After the second failed attempt, the original destination is marked as disabled, and the alternate is valid.

Below you can see that the redo logs, and the backups (Level 1) are being sent to "RA02".

"PROTDB" connects to the catalog on "RA02" which is aware of the previous backups and synchronizes its backup information with the control file.

This allows the next Level 1 incremental backup to be aware of the most current virtual full backup on "RA01".

This also allows the redo log stream to continue where it left off with "RA01".  The RMAN catalog on "RA02" is aware of all redo logs backups on "RA01" and is able to continue with the next log.

Now lets see what happens when "RA01" becomes available.

When "RA01" becomes available, you start the replication flow downstream.

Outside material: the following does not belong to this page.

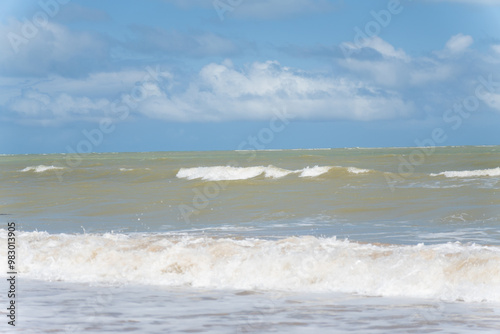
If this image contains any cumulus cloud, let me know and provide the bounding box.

This will allow all the backups (redo and/or Level 1) to replicate to "RA01", be applied to the RA, and update the RMAN catalog.

Once this complete, RA01 will have virtualized any backups, along with storing and cataloging all redo logs captured.

BUT, at this point the primary log destination is still disabled so we need to renable it to start the redo log flow back.

SQL> alter system set log_archive_dest_state_3=enable;
System altered.
SQL> alter system set log_archive_dest_state_4=alternate;
System altered.

Once this is complete.  We are back to where we started.

That's it.

Store-and-forward is a great HA solution for capturing real-time redo log information to absorb any hiccups that may occur.